There’s a new face in the Old Mill… the face of a Pond Monkey.  


Bustling with restaurants, shops, and a movie theater we sometimes get wrapped up in the modern-day splendor of Bend’s iconic Old Mill district. And while its name tips you off and the smokestacks can be seen all around town, many of us might find it hard to picture just what it was like when the Old Mill was exactly that: a mill.  


Let’s say it was the early 1900s and you considered yourself to be both a brave and coordinated person you might consider a career as a Pond Monkey. At least that’s what Dan McLennan did. Dan was born in a logging camp in 1877 in Barrie, Ontario, Canada. In 1909 he traveled to Bend and worked at Bend Company Mill before transitioning to work as a Pond Monkey for Brooks-Scanlon Lumber Mill in 1915. To be a Pond Monkey you had to wield a peavey (a heavy wooden lever with a pointed metal tip and hook) while walking over floating logs to free up and prevent log jams. No doubt a very dangerous occupation.

Now visitors can have a closer link to the past when they walk through the Old Mill District shopping center. Located in the heart of the shopping plaza is an info booth stocked with guides, maps, and brochures. On that booth, MC Smith Signs installed a photograph circa 1935 of Dan McLennan, “Pond Monkey”. Look closely to spot the smokestacks!  

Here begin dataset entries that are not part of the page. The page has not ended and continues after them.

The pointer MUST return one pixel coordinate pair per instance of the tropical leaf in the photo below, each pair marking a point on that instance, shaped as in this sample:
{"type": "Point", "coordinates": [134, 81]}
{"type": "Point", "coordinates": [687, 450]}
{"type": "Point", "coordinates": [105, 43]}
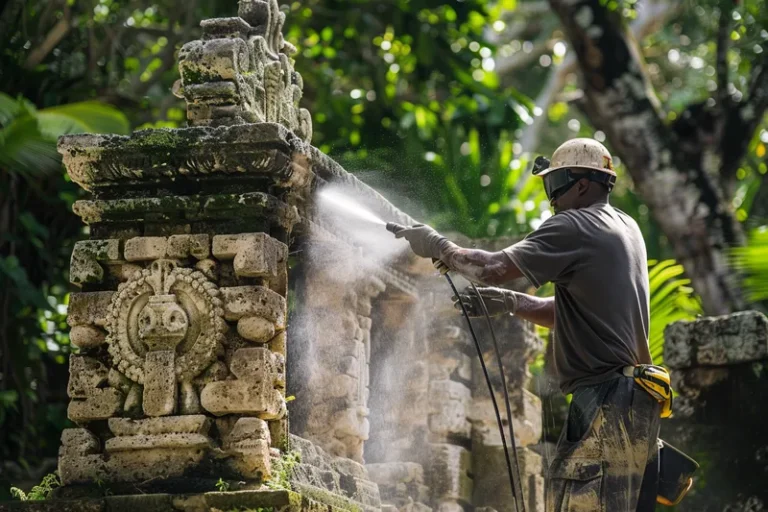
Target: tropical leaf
{"type": "Point", "coordinates": [84, 117]}
{"type": "Point", "coordinates": [671, 300]}
{"type": "Point", "coordinates": [752, 261]}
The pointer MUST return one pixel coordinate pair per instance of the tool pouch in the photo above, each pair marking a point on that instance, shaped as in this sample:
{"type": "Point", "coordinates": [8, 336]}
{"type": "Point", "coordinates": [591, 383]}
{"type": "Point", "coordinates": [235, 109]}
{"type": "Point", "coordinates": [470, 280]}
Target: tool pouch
{"type": "Point", "coordinates": [675, 474]}
{"type": "Point", "coordinates": [656, 381]}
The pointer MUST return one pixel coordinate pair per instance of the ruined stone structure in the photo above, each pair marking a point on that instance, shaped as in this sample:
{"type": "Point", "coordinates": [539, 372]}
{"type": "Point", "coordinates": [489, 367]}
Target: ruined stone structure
{"type": "Point", "coordinates": [211, 278]}
{"type": "Point", "coordinates": [719, 370]}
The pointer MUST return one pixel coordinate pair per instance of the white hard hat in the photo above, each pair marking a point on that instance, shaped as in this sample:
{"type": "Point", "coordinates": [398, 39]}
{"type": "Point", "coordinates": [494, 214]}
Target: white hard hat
{"type": "Point", "coordinates": [581, 153]}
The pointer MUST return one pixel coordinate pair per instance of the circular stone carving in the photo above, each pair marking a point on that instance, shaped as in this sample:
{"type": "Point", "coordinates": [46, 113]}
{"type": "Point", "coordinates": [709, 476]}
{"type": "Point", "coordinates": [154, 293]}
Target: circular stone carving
{"type": "Point", "coordinates": [193, 308]}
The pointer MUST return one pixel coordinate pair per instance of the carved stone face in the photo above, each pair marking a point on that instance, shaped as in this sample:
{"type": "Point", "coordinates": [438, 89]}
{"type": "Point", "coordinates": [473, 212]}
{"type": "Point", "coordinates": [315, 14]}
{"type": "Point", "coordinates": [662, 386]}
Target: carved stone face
{"type": "Point", "coordinates": [162, 323]}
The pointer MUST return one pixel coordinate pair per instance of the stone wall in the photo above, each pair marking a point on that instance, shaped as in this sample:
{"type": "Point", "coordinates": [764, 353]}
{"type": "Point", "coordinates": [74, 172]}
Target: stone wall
{"type": "Point", "coordinates": [720, 371]}
{"type": "Point", "coordinates": [186, 319]}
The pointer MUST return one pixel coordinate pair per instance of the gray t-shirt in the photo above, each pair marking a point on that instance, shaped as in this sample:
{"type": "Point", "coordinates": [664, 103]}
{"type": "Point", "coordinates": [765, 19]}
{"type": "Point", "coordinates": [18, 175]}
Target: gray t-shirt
{"type": "Point", "coordinates": [597, 260]}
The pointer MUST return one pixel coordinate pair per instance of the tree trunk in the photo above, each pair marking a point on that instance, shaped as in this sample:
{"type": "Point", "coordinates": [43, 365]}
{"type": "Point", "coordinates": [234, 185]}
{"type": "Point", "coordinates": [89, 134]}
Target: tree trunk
{"type": "Point", "coordinates": [676, 173]}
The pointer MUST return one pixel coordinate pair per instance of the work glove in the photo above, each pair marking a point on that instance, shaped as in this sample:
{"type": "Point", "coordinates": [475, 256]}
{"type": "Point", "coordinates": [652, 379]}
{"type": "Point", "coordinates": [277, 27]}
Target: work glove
{"type": "Point", "coordinates": [497, 300]}
{"type": "Point", "coordinates": [425, 241]}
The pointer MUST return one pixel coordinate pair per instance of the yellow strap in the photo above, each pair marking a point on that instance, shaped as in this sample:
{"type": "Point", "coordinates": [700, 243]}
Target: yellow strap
{"type": "Point", "coordinates": [656, 381]}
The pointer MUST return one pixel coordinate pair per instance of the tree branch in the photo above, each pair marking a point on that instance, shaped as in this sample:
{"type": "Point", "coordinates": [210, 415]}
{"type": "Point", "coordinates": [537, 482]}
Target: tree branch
{"type": "Point", "coordinates": [685, 200]}
{"type": "Point", "coordinates": [721, 57]}
{"type": "Point", "coordinates": [651, 17]}
{"type": "Point", "coordinates": [168, 56]}
{"type": "Point", "coordinates": [51, 40]}
{"type": "Point", "coordinates": [742, 120]}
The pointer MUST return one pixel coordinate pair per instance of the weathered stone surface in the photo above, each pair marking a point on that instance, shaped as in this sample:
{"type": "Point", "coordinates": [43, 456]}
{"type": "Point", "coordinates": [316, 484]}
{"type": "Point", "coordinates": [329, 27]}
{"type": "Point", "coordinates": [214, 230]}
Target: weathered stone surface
{"type": "Point", "coordinates": [145, 248]}
{"type": "Point", "coordinates": [392, 472]}
{"type": "Point", "coordinates": [738, 338]}
{"type": "Point", "coordinates": [168, 307]}
{"type": "Point", "coordinates": [254, 254]}
{"type": "Point", "coordinates": [526, 419]}
{"type": "Point", "coordinates": [78, 441]}
{"type": "Point", "coordinates": [84, 267]}
{"type": "Point", "coordinates": [146, 442]}
{"type": "Point", "coordinates": [256, 329]}
{"type": "Point", "coordinates": [159, 383]}
{"type": "Point", "coordinates": [448, 402]}
{"type": "Point", "coordinates": [86, 375]}
{"type": "Point", "coordinates": [449, 469]}
{"type": "Point", "coordinates": [85, 336]}
{"type": "Point", "coordinates": [184, 246]}
{"type": "Point", "coordinates": [100, 405]}
{"type": "Point", "coordinates": [89, 308]}
{"type": "Point", "coordinates": [191, 424]}
{"type": "Point", "coordinates": [247, 208]}
{"type": "Point", "coordinates": [244, 301]}
{"type": "Point", "coordinates": [490, 476]}
{"type": "Point", "coordinates": [260, 376]}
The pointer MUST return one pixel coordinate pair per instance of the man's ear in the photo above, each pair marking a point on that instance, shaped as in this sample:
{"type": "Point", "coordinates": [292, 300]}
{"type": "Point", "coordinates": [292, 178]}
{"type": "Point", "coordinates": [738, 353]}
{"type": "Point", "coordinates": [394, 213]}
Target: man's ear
{"type": "Point", "coordinates": [583, 186]}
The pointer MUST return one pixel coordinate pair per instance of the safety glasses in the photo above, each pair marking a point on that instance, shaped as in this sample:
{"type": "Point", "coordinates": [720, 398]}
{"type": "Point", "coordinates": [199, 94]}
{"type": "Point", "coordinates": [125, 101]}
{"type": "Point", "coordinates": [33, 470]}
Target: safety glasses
{"type": "Point", "coordinates": [560, 181]}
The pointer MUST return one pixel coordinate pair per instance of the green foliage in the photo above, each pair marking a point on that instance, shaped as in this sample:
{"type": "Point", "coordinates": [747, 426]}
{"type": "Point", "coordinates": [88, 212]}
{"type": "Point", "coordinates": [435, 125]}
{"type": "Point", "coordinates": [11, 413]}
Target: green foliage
{"type": "Point", "coordinates": [40, 492]}
{"type": "Point", "coordinates": [282, 469]}
{"type": "Point", "coordinates": [28, 136]}
{"type": "Point", "coordinates": [752, 261]}
{"type": "Point", "coordinates": [672, 300]}
{"type": "Point", "coordinates": [36, 235]}
{"type": "Point", "coordinates": [222, 485]}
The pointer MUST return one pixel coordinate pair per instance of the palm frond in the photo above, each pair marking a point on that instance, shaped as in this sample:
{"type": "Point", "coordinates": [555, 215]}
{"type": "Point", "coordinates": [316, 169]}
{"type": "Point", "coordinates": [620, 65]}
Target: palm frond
{"type": "Point", "coordinates": [671, 300]}
{"type": "Point", "coordinates": [752, 262]}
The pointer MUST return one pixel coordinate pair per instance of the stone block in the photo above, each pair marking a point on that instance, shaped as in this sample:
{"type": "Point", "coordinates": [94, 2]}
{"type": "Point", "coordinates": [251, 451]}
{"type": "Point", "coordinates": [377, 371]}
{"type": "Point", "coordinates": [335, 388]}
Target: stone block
{"type": "Point", "coordinates": [260, 373]}
{"type": "Point", "coordinates": [691, 382]}
{"type": "Point", "coordinates": [86, 374]}
{"type": "Point", "coordinates": [252, 459]}
{"type": "Point", "coordinates": [449, 469]}
{"type": "Point", "coordinates": [89, 308]}
{"type": "Point", "coordinates": [78, 441]}
{"type": "Point", "coordinates": [448, 401]}
{"type": "Point", "coordinates": [189, 424]}
{"type": "Point", "coordinates": [255, 254]}
{"type": "Point", "coordinates": [350, 468]}
{"type": "Point", "coordinates": [526, 419]}
{"type": "Point", "coordinates": [160, 389]}
{"type": "Point", "coordinates": [156, 441]}
{"type": "Point", "coordinates": [86, 336]}
{"type": "Point", "coordinates": [246, 301]}
{"type": "Point", "coordinates": [256, 329]}
{"type": "Point", "coordinates": [145, 248]}
{"type": "Point", "coordinates": [184, 246]}
{"type": "Point", "coordinates": [84, 266]}
{"type": "Point", "coordinates": [100, 405]}
{"type": "Point", "coordinates": [717, 341]}
{"type": "Point", "coordinates": [395, 472]}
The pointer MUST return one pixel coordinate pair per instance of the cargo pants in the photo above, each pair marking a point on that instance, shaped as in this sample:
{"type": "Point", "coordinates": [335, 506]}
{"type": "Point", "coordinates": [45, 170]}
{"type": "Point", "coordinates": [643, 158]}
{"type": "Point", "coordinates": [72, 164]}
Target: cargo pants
{"type": "Point", "coordinates": [607, 457]}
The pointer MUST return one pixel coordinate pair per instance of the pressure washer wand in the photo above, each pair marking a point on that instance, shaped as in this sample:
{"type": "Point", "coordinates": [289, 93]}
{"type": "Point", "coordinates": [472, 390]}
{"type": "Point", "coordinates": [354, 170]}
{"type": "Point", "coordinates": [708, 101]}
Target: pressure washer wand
{"type": "Point", "coordinates": [515, 483]}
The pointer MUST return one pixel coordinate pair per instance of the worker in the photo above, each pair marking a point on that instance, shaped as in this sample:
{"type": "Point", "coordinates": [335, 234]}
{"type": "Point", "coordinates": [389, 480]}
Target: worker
{"type": "Point", "coordinates": [607, 455]}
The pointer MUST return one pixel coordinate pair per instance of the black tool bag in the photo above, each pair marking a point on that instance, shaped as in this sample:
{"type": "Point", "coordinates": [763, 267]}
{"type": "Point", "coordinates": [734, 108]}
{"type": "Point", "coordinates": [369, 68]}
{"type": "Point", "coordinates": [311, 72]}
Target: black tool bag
{"type": "Point", "coordinates": [675, 474]}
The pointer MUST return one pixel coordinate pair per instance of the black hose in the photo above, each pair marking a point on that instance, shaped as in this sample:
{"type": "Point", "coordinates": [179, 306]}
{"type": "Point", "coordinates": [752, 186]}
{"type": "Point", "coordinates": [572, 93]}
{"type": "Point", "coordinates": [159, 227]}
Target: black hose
{"type": "Point", "coordinates": [512, 485]}
{"type": "Point", "coordinates": [518, 492]}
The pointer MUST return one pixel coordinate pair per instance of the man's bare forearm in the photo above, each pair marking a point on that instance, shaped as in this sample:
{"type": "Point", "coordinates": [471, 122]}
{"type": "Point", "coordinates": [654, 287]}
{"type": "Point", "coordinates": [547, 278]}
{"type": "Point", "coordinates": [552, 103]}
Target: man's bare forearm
{"type": "Point", "coordinates": [540, 311]}
{"type": "Point", "coordinates": [487, 268]}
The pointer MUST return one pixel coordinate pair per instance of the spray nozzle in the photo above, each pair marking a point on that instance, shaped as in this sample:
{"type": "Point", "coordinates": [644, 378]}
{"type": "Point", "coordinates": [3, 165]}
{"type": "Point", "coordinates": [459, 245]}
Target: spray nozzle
{"type": "Point", "coordinates": [394, 227]}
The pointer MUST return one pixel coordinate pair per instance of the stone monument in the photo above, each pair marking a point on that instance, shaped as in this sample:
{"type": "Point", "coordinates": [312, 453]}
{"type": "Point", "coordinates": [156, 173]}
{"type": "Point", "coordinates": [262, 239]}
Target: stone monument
{"type": "Point", "coordinates": [181, 320]}
{"type": "Point", "coordinates": [187, 322]}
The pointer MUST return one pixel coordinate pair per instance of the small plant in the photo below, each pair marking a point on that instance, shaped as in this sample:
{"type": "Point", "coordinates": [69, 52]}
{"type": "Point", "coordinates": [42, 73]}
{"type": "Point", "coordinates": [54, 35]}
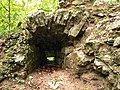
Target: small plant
{"type": "Point", "coordinates": [86, 87]}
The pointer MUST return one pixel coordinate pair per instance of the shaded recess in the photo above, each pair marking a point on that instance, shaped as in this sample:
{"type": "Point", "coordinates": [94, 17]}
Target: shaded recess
{"type": "Point", "coordinates": [48, 43]}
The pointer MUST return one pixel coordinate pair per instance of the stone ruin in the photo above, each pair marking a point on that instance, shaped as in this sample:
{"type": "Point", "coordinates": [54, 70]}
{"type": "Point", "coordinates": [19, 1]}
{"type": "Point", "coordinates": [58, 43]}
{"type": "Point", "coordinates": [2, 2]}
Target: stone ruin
{"type": "Point", "coordinates": [82, 37]}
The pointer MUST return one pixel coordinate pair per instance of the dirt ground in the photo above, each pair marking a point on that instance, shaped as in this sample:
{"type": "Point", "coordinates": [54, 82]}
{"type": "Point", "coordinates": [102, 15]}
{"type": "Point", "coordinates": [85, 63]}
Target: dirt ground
{"type": "Point", "coordinates": [40, 79]}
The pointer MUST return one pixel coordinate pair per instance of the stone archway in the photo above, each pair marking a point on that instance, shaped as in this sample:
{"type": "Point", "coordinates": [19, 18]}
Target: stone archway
{"type": "Point", "coordinates": [79, 32]}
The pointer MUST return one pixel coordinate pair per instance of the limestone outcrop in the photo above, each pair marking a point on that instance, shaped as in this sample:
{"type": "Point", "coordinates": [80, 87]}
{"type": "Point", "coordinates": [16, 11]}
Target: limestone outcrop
{"type": "Point", "coordinates": [81, 37]}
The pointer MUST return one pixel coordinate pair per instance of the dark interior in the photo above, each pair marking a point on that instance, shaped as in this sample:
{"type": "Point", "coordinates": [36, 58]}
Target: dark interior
{"type": "Point", "coordinates": [48, 43]}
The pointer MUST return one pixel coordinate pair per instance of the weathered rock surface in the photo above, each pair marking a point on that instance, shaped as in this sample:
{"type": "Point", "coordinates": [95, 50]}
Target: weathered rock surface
{"type": "Point", "coordinates": [82, 37]}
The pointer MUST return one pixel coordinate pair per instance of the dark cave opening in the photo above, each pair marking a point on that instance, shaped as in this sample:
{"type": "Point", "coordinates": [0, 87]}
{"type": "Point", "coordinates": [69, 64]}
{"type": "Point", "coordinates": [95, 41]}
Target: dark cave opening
{"type": "Point", "coordinates": [48, 44]}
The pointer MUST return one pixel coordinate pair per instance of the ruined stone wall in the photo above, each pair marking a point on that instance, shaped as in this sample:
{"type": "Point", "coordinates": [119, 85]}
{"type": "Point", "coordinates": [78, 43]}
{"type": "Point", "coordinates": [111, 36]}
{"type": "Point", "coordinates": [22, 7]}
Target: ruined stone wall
{"type": "Point", "coordinates": [89, 36]}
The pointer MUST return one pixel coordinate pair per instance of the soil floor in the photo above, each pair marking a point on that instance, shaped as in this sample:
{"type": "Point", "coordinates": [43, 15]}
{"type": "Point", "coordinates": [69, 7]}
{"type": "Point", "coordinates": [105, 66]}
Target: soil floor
{"type": "Point", "coordinates": [50, 77]}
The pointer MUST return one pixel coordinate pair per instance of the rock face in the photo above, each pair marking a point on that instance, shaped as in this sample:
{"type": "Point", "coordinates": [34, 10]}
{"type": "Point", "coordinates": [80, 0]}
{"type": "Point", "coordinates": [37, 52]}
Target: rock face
{"type": "Point", "coordinates": [81, 37]}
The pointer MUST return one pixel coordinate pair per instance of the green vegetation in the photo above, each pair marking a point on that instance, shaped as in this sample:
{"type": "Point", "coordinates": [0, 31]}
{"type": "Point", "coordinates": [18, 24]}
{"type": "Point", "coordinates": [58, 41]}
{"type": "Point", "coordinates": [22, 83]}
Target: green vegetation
{"type": "Point", "coordinates": [14, 12]}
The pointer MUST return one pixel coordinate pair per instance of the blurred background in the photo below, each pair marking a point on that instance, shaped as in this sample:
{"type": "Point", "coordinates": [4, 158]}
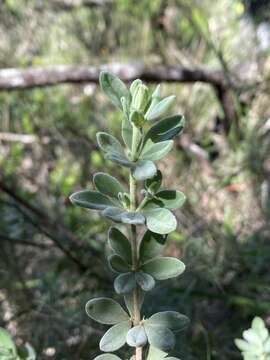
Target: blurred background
{"type": "Point", "coordinates": [214, 55]}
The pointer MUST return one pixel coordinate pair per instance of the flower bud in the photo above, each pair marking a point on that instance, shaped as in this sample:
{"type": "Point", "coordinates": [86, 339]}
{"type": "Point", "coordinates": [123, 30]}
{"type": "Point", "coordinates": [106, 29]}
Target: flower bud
{"type": "Point", "coordinates": [140, 99]}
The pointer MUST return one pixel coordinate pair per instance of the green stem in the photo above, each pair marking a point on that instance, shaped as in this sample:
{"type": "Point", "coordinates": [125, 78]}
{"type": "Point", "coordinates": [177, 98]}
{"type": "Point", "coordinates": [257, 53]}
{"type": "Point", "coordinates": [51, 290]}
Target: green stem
{"type": "Point", "coordinates": [134, 243]}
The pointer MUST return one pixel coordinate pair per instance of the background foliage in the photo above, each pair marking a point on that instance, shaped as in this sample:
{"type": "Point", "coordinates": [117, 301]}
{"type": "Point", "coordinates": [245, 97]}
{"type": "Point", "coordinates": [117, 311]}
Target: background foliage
{"type": "Point", "coordinates": [52, 254]}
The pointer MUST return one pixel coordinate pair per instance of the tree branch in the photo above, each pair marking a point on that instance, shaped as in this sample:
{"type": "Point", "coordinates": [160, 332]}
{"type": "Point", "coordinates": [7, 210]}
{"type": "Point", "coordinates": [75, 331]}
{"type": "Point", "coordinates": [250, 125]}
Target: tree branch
{"type": "Point", "coordinates": [38, 76]}
{"type": "Point", "coordinates": [14, 79]}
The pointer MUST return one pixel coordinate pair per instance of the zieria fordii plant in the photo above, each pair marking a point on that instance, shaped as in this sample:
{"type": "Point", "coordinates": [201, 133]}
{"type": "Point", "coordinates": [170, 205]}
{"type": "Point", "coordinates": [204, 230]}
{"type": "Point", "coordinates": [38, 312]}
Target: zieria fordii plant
{"type": "Point", "coordinates": [136, 259]}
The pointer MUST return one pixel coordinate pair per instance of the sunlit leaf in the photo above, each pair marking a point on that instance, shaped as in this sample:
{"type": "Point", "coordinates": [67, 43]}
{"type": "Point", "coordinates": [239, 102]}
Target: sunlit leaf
{"type": "Point", "coordinates": [145, 281]}
{"type": "Point", "coordinates": [151, 245]}
{"type": "Point", "coordinates": [170, 319]}
{"type": "Point", "coordinates": [160, 220]}
{"type": "Point", "coordinates": [108, 185]}
{"type": "Point", "coordinates": [144, 169]}
{"type": "Point", "coordinates": [115, 337]}
{"type": "Point", "coordinates": [107, 357]}
{"type": "Point", "coordinates": [109, 144]}
{"type": "Point", "coordinates": [155, 151]}
{"type": "Point", "coordinates": [136, 336]}
{"type": "Point", "coordinates": [161, 107]}
{"type": "Point", "coordinates": [120, 244]}
{"type": "Point", "coordinates": [125, 283]}
{"type": "Point", "coordinates": [91, 200]}
{"type": "Point", "coordinates": [160, 337]}
{"type": "Point", "coordinates": [164, 268]}
{"type": "Point", "coordinates": [171, 199]}
{"type": "Point", "coordinates": [165, 129]}
{"type": "Point", "coordinates": [118, 264]}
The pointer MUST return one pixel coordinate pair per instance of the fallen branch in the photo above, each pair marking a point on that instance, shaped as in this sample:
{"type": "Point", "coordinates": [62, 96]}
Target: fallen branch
{"type": "Point", "coordinates": [14, 79]}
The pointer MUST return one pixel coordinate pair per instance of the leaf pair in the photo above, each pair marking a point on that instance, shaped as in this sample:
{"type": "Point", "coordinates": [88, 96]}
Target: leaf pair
{"type": "Point", "coordinates": [109, 312]}
{"type": "Point", "coordinates": [141, 169]}
{"type": "Point", "coordinates": [121, 262]}
{"type": "Point", "coordinates": [158, 330]}
{"type": "Point", "coordinates": [110, 198]}
{"type": "Point", "coordinates": [160, 268]}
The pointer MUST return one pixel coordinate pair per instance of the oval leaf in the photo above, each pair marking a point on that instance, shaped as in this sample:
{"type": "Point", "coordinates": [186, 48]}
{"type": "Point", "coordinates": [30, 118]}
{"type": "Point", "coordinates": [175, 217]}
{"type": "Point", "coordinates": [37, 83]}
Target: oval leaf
{"type": "Point", "coordinates": [118, 264]}
{"type": "Point", "coordinates": [129, 300]}
{"type": "Point", "coordinates": [6, 343]}
{"type": "Point", "coordinates": [171, 199]}
{"type": "Point", "coordinates": [170, 319]}
{"type": "Point", "coordinates": [164, 268]}
{"type": "Point", "coordinates": [155, 151]}
{"type": "Point", "coordinates": [109, 144]}
{"type": "Point", "coordinates": [153, 184]}
{"type": "Point", "coordinates": [108, 185]}
{"type": "Point", "coordinates": [161, 107]}
{"type": "Point", "coordinates": [145, 281]}
{"type": "Point", "coordinates": [91, 200]}
{"type": "Point", "coordinates": [105, 311]}
{"type": "Point", "coordinates": [160, 220]}
{"type": "Point", "coordinates": [144, 169]}
{"type": "Point", "coordinates": [151, 245]}
{"type": "Point", "coordinates": [120, 244]}
{"type": "Point", "coordinates": [160, 337]}
{"type": "Point", "coordinates": [136, 336]}
{"type": "Point", "coordinates": [115, 337]}
{"type": "Point", "coordinates": [113, 87]}
{"type": "Point", "coordinates": [165, 129]}
{"type": "Point", "coordinates": [119, 159]}
{"type": "Point", "coordinates": [107, 357]}
{"type": "Point", "coordinates": [124, 283]}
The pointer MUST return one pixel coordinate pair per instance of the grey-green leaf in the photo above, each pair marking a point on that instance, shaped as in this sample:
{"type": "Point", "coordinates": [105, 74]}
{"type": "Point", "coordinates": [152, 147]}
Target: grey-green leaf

The production team at MC Smith Signs wanted to make sure Dan’s photo would bring history to life. The Deschutes County Historical Society & Museum provided us with a high-quality scan of the photo, but it was our job to make the digital come alive. Using our marvelous technology, our designers were able to breathe life into an ancient black and white photo, bringing out the texture of Dan’s jacket, the spikes on his boots, and the expression of his face. With this fine-tuning, we were able to achieve depth and detail in this large scale version of a very small historic photo.